Rhabdoid Tumors Are Sensitive to the Protein-Translation Inhibitor Homoharringtonine.

Purpose: Rhabdoid tumors (RTs) are devastating pediatric cancers in need of improved therapies. We sought to identify small molecules that exhibit in vitro and in vivo efficacy against preclinical models of RT. Experimental Design: We screened eight RT cell lines with 481 small molecules and compared their sensitivity to that of 879 other cancer cell lines. Genome-scale CRISPR-Cas9 inactivation screens in RTs were analyzed to confirm target vulnerabilities. Gene expression and CRISPR-Cas9 data were queried across cell lines and primary RTs to discover biomarkers of small-molecule sensitivity.
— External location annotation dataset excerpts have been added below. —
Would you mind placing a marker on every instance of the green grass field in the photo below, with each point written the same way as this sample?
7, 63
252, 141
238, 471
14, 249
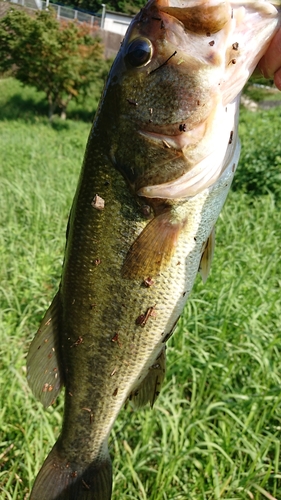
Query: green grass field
214, 432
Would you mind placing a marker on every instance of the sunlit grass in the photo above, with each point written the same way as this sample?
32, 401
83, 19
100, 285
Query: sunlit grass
214, 432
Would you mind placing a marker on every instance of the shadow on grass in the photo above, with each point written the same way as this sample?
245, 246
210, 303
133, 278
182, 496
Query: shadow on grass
29, 110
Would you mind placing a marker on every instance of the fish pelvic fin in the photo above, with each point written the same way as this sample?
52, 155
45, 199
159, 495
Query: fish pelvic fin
207, 256
60, 479
153, 248
149, 388
44, 367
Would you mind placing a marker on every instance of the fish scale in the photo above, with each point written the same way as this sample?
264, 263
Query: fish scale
141, 224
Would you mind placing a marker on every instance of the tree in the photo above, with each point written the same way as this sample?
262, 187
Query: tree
61, 59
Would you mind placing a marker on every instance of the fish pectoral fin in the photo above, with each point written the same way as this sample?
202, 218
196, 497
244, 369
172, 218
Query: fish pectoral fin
207, 256
153, 248
149, 388
61, 479
44, 372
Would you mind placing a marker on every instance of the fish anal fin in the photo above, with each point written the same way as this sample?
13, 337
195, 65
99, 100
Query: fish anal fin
44, 369
153, 248
60, 479
149, 388
207, 256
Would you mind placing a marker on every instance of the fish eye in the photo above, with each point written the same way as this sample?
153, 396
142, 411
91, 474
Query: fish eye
139, 52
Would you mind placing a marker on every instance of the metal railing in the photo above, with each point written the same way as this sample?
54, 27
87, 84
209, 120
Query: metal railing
66, 13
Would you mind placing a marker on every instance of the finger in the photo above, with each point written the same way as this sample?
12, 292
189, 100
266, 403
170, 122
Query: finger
271, 61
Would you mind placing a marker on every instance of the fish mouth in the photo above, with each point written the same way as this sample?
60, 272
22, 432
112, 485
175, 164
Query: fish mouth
205, 16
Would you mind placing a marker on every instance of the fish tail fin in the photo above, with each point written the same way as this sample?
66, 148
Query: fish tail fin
59, 479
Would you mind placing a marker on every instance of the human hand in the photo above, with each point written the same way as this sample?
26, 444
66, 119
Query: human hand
270, 64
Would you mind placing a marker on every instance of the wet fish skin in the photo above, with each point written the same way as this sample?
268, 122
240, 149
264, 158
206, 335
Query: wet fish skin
130, 264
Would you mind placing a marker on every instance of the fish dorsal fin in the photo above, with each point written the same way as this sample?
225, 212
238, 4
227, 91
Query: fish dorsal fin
44, 372
203, 18
149, 388
153, 248
207, 256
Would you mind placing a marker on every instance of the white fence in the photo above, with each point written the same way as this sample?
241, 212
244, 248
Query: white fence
62, 12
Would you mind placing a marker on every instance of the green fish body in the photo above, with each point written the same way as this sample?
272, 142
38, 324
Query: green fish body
159, 163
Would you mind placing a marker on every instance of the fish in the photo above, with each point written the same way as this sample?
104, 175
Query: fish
159, 163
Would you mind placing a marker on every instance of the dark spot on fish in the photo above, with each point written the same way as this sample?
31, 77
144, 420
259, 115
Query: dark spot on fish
155, 367
148, 282
86, 486
164, 63
134, 103
98, 202
115, 339
143, 318
47, 388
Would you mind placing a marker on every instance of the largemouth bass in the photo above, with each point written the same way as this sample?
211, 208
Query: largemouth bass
159, 163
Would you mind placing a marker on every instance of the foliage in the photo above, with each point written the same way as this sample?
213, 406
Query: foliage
61, 60
214, 432
130, 7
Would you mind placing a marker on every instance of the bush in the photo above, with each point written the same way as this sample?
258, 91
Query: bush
62, 60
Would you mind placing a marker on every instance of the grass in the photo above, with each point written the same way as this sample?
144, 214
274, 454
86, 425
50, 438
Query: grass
214, 432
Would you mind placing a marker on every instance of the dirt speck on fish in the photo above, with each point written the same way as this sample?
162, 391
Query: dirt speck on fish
164, 138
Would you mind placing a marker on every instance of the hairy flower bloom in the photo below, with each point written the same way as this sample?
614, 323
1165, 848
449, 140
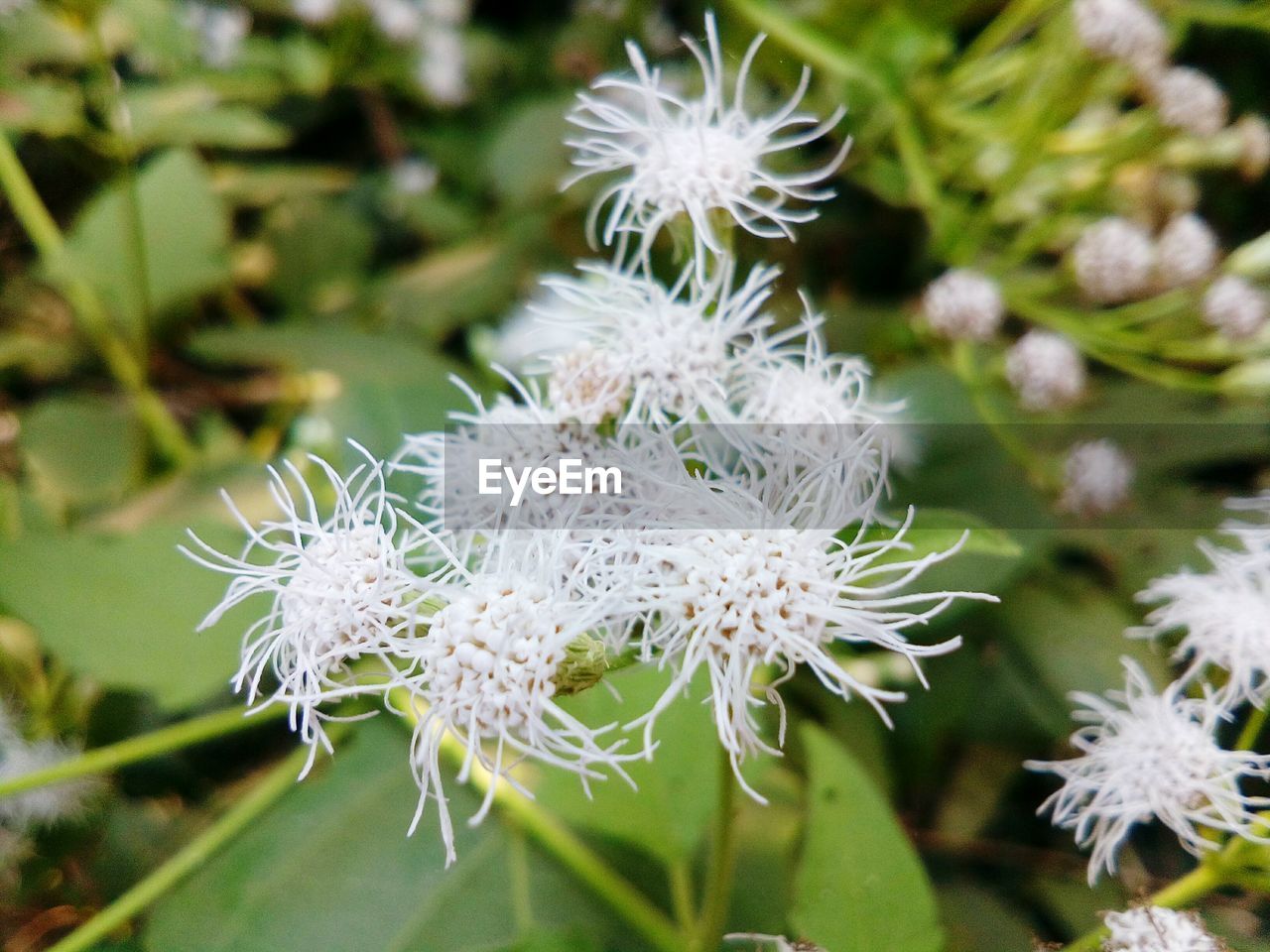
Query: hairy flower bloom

Molecular correlates were validated by manipulating gene expression. Subcutaneous RT xenografts were treated with the most effective drug to confirm in vitro results. Results: Small-molecule screening identified the protein-translation inhibitor homoharringtonine (HHT), an FDA-approved treatment for chronic myelogenous leukemia (CML), as the sole drug to which all RT cell lines were selectively sensitive. Validation studies confirmed the sensitivity of RTs to HHT was comparable to that of CML cell lines. Low expression of the antiapoptotic gene BCL2L1, which encodes Bcl-XL, was the strongest predictor of HHT sensitivity, and HHT treatment consistently depleted Mcl-1, the synthetic-lethal antiapoptotic partner of Bcl-XL. RT cell lines and primary-tumor samples expressed low BCL2L1, and overexpression of BCL2L1 induced resistance to HHT in RT cells. Furthermore, HHT treatment inhibited RT cell line and patient derived xenograft growth in vivo. Conclusions: RT cell lines and xenografts are highly sensitive to HHT, at least partially due to their low expression of BCL2L1. HHT may have therapeutic potential against RTs.